NBA board of governors approves new star rest policy
“There’s a sense from all the different constituent groups in the league that this is ultimately about the fans and we’ve taken this too far,” Silver said. “This is an acknowledgment that it’s gotten away from us a bit, and that, particularly I think when you see young, healthy players who are resting and it becomes maybe even more a notion of stature around the league as opposed to absolute needed rest, or it’s part of being an NBA player that you rest on certain days.
“That’s what we’re trying to move away from.”
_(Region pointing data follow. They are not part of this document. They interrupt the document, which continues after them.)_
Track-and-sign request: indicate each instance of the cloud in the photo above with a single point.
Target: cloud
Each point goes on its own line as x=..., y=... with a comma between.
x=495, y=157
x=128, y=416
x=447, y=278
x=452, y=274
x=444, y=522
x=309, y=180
It was quite the populist stance for Silver to take. Fans have belabored the practice of resting healthy players for years, gnashing their teeth when they purchase tickets for a game only to find out shortly before tipoff that a high-profile player was sitting out to rest. Though the conversations have not often been public, one would assume executives for ESPN and TNT weren’t happy either when those players sat out games in which they paid billions to broadcast.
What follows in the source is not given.